Activated NK cells execute effector functions through different mechanisms. NK cells mediate direct cytotoxicity via the exocytosis pathway with release of cytotoxic granules, which contain granzymes and perforin, resulting in lysis of the target cell (10). In addition, NK cells induce apoptosis of target cells by expression of death receptor ligands, such as Fas ligand or tumor necrosis factor-related apoptosis-inducing ligand (TRAIL) (11). Production and release of IFN-γ by NK cells after activation also has multiple functional consequences, with particular relevance in tumor surveillance, as IFN-γ inhibits tumor angiogenesis, has antimetastatic activity, and acts pro-apoptotic (12, 13).
The ability of tumor cells to bypass the immune response is a basic prerequisite for cancer formation and progression. Within immune editing, tumors undergo genetic, epigenetic, and phenotypic changes, thereby becoming a heterogeneous cell population that is hardly visible to or assailable by immune cells due to downregulation of tumor antigens and NCR ligands (14). Additionally, malignant cells suppress NK cells by blocking the NKG2D receptor via shedding of NKG2D ligands (15–17) or upregulation of inhibitory MHC class I molecules (18, 19). Immunosuppressive cytokines such as transforming growth factor-β, interleukin (IL)-10, or immunosuppressive enzymes, such as indoleamin 2,3-dioxigenase, further impair antitumor NK cell responses of cancer patients (20–22).

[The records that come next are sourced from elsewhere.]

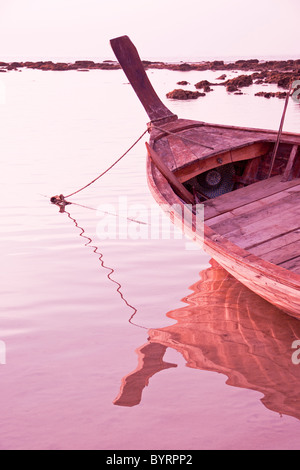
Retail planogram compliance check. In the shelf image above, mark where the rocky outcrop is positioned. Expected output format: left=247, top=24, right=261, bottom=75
left=166, top=88, right=205, bottom=100
left=195, top=80, right=213, bottom=93
left=255, top=91, right=287, bottom=99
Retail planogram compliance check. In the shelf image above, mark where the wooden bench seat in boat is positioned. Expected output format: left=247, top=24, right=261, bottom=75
left=204, top=175, right=300, bottom=274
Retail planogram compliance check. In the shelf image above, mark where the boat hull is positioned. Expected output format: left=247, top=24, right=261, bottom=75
left=147, top=157, right=300, bottom=319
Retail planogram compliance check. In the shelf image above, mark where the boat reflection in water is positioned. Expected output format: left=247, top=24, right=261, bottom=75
left=114, top=261, right=300, bottom=418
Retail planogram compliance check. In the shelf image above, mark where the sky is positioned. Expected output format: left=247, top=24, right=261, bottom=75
left=0, top=0, right=300, bottom=60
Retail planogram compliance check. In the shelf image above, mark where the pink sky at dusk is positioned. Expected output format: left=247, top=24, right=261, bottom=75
left=0, top=0, right=300, bottom=60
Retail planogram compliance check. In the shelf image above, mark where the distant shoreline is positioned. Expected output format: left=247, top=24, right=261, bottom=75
left=0, top=59, right=300, bottom=99
left=0, top=59, right=300, bottom=75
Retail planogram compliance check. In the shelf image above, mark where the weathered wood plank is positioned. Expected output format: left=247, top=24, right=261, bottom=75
left=146, top=142, right=194, bottom=204
left=262, top=240, right=300, bottom=264
left=281, top=145, right=298, bottom=182
left=280, top=256, right=300, bottom=274
left=204, top=175, right=300, bottom=220
left=209, top=191, right=300, bottom=235
left=248, top=229, right=300, bottom=257
left=226, top=207, right=300, bottom=250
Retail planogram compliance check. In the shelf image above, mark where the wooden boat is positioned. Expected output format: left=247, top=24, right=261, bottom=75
left=111, top=36, right=300, bottom=318
left=114, top=261, right=300, bottom=419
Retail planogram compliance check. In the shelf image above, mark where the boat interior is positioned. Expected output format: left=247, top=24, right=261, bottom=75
left=181, top=139, right=300, bottom=274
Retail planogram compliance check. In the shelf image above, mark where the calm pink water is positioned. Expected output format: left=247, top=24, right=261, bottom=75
left=0, top=70, right=300, bottom=450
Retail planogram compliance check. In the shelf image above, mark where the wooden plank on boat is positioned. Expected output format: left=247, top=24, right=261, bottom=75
left=209, top=191, right=300, bottom=236
left=226, top=207, right=300, bottom=250
left=204, top=175, right=300, bottom=220
left=247, top=228, right=300, bottom=258
left=173, top=140, right=270, bottom=183
left=262, top=240, right=300, bottom=264
left=280, top=256, right=300, bottom=276
left=146, top=142, right=194, bottom=204
left=281, top=145, right=298, bottom=182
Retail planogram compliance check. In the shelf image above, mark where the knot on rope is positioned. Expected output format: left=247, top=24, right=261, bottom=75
left=50, top=194, right=72, bottom=212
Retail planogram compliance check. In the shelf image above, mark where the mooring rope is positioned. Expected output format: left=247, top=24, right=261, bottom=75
left=65, top=129, right=148, bottom=197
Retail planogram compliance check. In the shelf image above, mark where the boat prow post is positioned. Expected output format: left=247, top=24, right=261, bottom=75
left=110, top=36, right=178, bottom=124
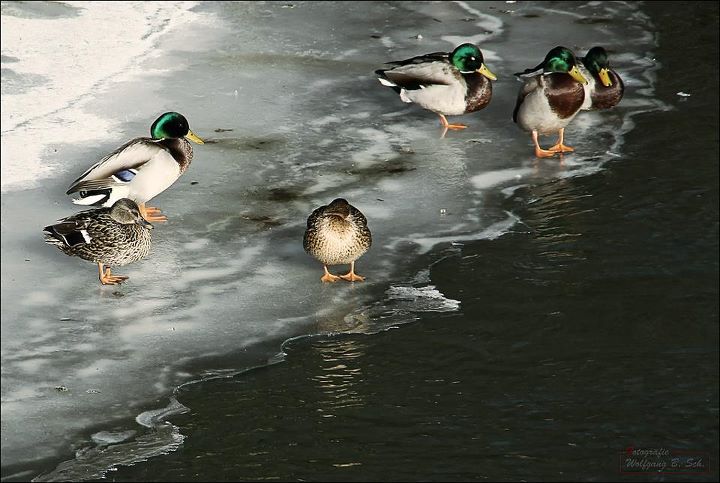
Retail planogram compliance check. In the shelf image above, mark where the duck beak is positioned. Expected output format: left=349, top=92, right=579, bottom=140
left=475, top=64, right=497, bottom=80
left=136, top=216, right=155, bottom=230
left=568, top=65, right=587, bottom=84
left=185, top=131, right=205, bottom=144
left=325, top=211, right=347, bottom=220
left=598, top=69, right=612, bottom=87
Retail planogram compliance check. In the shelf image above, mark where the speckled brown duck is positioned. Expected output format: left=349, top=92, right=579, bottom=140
left=513, top=47, right=588, bottom=158
left=44, top=198, right=153, bottom=285
left=578, top=46, right=625, bottom=111
left=303, top=198, right=372, bottom=282
left=375, top=44, right=497, bottom=129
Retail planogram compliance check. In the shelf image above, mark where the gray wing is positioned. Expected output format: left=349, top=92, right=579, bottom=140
left=65, top=138, right=165, bottom=195
left=513, top=75, right=542, bottom=123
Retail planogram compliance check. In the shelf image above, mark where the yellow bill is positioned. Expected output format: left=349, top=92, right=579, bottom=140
left=185, top=131, right=205, bottom=144
left=475, top=64, right=497, bottom=80
left=598, top=69, right=612, bottom=87
left=568, top=65, right=587, bottom=84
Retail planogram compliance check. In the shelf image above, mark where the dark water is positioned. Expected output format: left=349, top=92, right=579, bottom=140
left=6, top=4, right=719, bottom=481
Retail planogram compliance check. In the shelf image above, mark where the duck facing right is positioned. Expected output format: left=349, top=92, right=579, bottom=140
left=513, top=46, right=588, bottom=158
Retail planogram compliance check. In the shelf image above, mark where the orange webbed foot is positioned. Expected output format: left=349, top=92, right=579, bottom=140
left=320, top=273, right=340, bottom=283
left=340, top=272, right=365, bottom=282
left=100, top=267, right=130, bottom=285
left=535, top=148, right=557, bottom=158
left=140, top=206, right=167, bottom=223
left=548, top=144, right=575, bottom=153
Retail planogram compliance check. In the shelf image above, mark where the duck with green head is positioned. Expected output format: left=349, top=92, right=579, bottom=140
left=44, top=198, right=153, bottom=285
left=375, top=44, right=497, bottom=129
left=67, top=112, right=203, bottom=222
left=578, top=46, right=625, bottom=110
left=513, top=47, right=588, bottom=158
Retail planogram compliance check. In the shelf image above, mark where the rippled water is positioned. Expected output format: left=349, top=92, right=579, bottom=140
left=2, top=2, right=718, bottom=480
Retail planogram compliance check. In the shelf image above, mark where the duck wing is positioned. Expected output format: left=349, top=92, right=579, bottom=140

Ex vivo modulation of NK cell receptor expression is therefore an important tool to overcome immune response inhibition. A number of studies reported an upregulation of DNAM-1, NKG2D, and other NK cell-activating receptors under certain culture conditions, mostly involving stimulation by IL-2 (23–26). In addition, other ILs such as IL-12, IL15, IL-18, or IL-21 and Type I IFNs shape the NK cell receptor expression profile (27–31).
Natural killer cells can play an important role for cellular immunotherapy and the adoptive transfer of NK cells represents an attractive strategy to treat cancer patients (32, 33). In this context, ex vivo expansion of NK cells prior to their clinical application is not only required to increase the applicable cell doses but it is also reasonable to pre-activate and modify their antitumor features. For ex vivo cultivation, NK cells from different sources can be stimulated with different cytokines, and, to reach efficient expansion rates, NK cells are cultured among autologous accessory cells or together with different types of growth-inactivated autologous or allogeneic feeder cells (Figure 1). Of note, it is possible to genetically engineer NK cells ex vivo to further augment their antitumor activity, for example, to integrate chimeric antigen receptors against distinct tumor antigens (34, 35). In this review, we focus on the cultivation of NK cells without genetic modifications. Many different protocols exist for ex vivo expansion of NK cells, all with different features and capacities. Here, we give a comprehensive overview of strategies to obtain appropriate amounts of functional NK cells. We will discuss starting material and culture systems as well as the use of cytokines, feeder cells, and other additives.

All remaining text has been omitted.